C’est un véritable cri d’amour que le journaliste et essayiste Benoît Rayski lance à son père, Adam Rayski, disparu en 2008. Sur sa tombe, au cimetière du Père-Lachaise, allée circulaire, division 16,  sont gravés ces mots : « Adam Rayski. 1913-2008. Il fut terroriste et communiste quand il fallait l’être ». Á quelques enjambées, la tombe de Jean-Baptiste Clément, l’auteur oublié du « Temps des cerises ».

Né à Bialystok en Pologne en 1913, fils de Yehiel et d’Esther, Adam Rayski fut une grande figure de la Résistance en France où il se retrouvera en 1932. Chef politique des FTP-MOI, bras armé du parti communiste français dont il fut l’un des cadres, président de l’Union des Juifs pour la Résistance et l’Entraide,  il participa, en novembre 1943, à la création, dans la clandestinité, du CRIF. Après la Seconde Guerre mondiale, il choisit de revenir dans son pays natal.

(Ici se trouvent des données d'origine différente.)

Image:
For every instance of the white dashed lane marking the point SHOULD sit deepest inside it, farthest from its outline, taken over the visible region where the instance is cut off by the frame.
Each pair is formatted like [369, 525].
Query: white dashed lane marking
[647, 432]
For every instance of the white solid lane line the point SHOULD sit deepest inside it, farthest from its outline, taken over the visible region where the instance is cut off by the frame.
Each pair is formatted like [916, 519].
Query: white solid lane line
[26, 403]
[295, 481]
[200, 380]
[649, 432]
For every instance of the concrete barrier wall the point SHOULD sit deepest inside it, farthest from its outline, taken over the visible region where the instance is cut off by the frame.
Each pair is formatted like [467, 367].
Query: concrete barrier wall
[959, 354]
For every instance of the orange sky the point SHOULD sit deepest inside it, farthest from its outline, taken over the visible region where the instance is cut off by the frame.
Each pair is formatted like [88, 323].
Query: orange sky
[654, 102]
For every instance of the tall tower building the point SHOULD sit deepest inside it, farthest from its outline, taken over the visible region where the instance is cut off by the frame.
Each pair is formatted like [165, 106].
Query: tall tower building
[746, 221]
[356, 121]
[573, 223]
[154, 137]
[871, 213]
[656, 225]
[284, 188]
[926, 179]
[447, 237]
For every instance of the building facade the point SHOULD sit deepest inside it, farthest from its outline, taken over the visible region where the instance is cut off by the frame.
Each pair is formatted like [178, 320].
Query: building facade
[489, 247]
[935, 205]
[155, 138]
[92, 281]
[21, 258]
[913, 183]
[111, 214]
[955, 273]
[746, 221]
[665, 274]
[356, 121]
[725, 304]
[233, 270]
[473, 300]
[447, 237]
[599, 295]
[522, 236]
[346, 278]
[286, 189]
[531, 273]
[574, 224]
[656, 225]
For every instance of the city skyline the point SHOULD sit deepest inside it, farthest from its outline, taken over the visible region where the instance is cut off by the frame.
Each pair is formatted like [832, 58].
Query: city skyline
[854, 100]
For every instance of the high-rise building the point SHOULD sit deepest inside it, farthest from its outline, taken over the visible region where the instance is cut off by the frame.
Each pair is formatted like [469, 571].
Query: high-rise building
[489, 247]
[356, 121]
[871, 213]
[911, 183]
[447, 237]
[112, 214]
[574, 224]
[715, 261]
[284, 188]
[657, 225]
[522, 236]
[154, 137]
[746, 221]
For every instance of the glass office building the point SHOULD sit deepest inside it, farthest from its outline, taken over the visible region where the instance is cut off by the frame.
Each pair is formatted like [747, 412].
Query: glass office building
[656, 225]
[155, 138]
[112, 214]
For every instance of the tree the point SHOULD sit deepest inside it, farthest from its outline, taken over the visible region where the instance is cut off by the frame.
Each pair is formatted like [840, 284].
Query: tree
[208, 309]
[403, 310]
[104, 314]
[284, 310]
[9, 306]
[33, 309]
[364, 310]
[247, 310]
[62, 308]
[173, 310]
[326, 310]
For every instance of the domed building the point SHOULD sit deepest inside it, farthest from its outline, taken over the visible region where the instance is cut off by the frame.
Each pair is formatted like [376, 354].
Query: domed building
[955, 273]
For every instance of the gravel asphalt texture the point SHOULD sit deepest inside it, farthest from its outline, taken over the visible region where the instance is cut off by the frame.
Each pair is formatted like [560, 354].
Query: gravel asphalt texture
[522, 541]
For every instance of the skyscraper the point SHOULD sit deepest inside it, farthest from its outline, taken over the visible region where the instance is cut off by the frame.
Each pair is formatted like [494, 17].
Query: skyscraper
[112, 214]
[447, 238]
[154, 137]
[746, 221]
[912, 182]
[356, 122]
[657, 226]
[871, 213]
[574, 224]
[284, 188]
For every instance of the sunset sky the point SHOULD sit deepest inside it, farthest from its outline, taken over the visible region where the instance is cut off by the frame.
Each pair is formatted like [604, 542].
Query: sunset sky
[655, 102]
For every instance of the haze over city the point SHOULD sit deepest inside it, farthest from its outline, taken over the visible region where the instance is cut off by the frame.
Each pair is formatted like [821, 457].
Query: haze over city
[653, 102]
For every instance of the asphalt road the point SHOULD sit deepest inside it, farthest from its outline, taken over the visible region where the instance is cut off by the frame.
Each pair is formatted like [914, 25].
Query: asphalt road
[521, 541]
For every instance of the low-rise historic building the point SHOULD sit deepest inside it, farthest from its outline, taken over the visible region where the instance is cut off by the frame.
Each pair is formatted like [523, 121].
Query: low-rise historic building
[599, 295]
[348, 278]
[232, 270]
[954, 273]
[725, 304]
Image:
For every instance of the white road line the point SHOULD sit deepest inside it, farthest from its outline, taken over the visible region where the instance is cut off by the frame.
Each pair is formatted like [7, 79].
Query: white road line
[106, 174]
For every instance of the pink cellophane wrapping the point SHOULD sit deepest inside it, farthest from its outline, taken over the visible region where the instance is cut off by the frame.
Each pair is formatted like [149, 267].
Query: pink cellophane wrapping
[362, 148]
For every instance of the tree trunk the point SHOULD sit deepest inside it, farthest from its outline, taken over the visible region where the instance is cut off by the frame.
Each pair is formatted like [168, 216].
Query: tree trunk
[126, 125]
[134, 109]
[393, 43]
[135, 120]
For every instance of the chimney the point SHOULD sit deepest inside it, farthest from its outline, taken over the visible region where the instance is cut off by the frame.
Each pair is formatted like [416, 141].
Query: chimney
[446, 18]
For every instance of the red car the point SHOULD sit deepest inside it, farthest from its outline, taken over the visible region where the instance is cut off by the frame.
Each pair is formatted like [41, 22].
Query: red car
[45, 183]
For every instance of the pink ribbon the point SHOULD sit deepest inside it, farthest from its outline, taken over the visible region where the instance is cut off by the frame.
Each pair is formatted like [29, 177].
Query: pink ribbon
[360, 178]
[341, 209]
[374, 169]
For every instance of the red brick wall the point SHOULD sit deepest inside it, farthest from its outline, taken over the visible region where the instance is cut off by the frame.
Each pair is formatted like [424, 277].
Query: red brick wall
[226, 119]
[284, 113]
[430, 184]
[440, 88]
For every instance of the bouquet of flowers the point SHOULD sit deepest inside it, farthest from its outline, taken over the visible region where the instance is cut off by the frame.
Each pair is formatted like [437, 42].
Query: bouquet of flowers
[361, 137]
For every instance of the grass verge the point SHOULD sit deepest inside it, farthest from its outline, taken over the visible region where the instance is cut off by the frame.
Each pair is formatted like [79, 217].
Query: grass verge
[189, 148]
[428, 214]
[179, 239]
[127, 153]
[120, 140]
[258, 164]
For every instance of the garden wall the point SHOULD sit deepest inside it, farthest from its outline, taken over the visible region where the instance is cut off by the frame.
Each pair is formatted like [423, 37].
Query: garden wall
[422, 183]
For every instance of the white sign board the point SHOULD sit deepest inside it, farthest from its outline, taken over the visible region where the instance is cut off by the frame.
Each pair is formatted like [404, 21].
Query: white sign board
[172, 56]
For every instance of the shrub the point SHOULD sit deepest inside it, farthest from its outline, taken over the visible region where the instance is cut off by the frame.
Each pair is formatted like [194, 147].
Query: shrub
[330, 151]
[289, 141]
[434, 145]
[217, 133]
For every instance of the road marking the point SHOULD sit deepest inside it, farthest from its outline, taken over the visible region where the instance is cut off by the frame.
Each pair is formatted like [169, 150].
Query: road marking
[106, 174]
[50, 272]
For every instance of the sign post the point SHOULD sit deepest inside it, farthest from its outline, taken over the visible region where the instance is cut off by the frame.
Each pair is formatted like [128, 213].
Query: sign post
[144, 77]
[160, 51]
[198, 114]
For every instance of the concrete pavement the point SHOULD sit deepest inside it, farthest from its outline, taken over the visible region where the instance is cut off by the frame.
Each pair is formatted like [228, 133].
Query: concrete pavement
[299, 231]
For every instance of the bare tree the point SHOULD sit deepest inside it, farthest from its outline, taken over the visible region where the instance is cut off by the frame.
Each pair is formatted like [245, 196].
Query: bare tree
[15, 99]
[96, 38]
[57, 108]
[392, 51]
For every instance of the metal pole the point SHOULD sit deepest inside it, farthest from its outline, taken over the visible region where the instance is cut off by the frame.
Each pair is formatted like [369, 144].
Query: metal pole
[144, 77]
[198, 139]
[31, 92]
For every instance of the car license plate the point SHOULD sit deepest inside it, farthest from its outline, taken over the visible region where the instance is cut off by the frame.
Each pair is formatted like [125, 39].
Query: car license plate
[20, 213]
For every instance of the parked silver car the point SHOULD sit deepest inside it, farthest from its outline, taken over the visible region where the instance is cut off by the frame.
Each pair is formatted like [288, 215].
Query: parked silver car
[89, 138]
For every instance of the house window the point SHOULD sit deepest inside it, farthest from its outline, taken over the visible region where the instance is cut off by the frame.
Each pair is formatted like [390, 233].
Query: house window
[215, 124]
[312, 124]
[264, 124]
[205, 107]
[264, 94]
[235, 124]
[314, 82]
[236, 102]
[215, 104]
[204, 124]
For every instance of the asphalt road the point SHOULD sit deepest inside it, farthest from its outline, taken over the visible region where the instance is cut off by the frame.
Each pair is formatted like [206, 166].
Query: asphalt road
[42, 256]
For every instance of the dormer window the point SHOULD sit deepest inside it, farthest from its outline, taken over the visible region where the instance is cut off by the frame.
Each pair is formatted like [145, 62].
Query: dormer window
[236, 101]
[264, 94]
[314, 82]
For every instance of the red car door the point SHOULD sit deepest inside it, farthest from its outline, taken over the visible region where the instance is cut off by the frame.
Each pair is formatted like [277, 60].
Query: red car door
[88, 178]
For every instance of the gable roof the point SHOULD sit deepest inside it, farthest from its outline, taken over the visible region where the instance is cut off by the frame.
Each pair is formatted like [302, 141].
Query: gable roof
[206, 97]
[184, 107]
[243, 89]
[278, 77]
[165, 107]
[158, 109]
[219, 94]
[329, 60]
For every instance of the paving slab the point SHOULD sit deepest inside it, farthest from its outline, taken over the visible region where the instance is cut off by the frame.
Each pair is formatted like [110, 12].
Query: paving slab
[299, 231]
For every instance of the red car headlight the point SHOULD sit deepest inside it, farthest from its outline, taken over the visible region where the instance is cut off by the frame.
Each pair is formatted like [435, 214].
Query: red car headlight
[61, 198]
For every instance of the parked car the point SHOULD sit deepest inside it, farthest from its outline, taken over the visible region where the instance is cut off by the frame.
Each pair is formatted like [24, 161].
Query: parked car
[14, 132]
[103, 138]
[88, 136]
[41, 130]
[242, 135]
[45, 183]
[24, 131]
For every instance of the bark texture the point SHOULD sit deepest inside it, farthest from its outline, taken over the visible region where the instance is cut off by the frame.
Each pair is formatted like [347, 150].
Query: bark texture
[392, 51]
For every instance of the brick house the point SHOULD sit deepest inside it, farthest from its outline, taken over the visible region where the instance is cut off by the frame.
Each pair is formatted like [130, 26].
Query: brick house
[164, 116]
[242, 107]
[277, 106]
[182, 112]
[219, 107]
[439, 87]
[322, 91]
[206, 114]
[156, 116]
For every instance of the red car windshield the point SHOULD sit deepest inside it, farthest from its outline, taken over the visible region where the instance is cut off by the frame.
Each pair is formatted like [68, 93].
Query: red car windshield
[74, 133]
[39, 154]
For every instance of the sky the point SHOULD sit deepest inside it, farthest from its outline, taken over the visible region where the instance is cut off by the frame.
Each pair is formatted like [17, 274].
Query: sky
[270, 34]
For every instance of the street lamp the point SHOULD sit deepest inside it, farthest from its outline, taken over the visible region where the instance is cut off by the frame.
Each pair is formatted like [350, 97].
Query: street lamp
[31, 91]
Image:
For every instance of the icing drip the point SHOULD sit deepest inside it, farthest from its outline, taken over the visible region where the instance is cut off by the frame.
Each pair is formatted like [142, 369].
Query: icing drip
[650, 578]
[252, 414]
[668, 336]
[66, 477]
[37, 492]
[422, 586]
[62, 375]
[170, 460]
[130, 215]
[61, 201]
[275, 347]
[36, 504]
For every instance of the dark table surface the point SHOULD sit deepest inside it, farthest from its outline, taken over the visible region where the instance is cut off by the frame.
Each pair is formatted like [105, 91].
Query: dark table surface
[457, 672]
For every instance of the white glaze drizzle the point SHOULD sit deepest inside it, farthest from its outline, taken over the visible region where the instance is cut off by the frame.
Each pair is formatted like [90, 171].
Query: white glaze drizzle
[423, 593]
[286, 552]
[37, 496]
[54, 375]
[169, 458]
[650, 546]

Mauvais choix car il y sera menacé et obligé de retourner en France en 1957. Condamné par contumace en Pologne, il écopera de sept ans de prison infligés en 1961 par un tribunal militaire français pour espionnage au profit de la Pologne !

L’écriture de cet ouvrage est tout simplement superbe. Quelle plume ! « Ce livre est mon seul bon et vrai article » confesse l’auteur en préambule qui considère que « ce livre est la conséquence de séquences émotionnelles ; Soudaines, irréfléchies, désordonnées ».

Héritier d’une famille juive et communiste, Benoît Rayski, par delà la mort, veut partager avec son père des moments du temps jadis, ce temps où, à l’instar des personnages du film « Casting » d’Emmanuel Finkiel, Adam Rayski, avec l’accent yiddish, disait « aprey » et non « après » ou « ça m’a fey pleysir » pour « ça m’a fait plaisir ». « Ton accent est sans pareil. Celui d’un Litvak » dit Benoît à son père.

« Mais pourquoi ne m’as-tu jamais appris le yiddish ? Pourquoi vous-êtes vous, toi et ma mère, acharnés à faire de moi un parfait  petit Français ? Je t’écoute et je pleure. Ton accent me donne des frissons et ce que tu dis me bouleverse »

Le regret de n’avoir pas mieux connu son père, de ne pas avoir été plus proche de lui, transparaît à chaque phrase. « Tu n’avais pas de patrie. Le communisme t’en a donné une. Tu l’as choisie avec une frénésie amoureuse que tu partageais avec des millions d’autres. Puis un jour, ta patrie t’a quitté. Et tu es resté à jamais orphelin. Moi, je suis orphelin depuis toujours. Pas de patrie à aimer. Juste un pays de naissance puis un pays d’adoption. Je ne me consolerai jamais d’avoir perdu ce que je n’ai jamais connu »

La nostalgie d’un monde aujourd’hui disparu, le yiddishland, avec ses poètes, ses peintres et ses « violoneux », ses voyous et ses voleurs le dispute à celle des lieux de mémoire : Byalistok et la rue Kupiecka,  la Lituanie, Bielsk Podlaski, Varsovie et la place Krasinskich où vivaient tous les nôtres, les « naszy ». Et, plus tard, le 14, rue Rambuteau à Paris.

« Tu me manques »  dit l’auteur à son papa. Et il ajoute : « Et je crois que je te manque aussi ».

Des photographies agrémentent cet ouvrage émouvant et sympathique. Á découvrir !

 

Jean-Pierre Allali

(*) Éditions Exils. Septembre 2017. 112 pages. 15 €.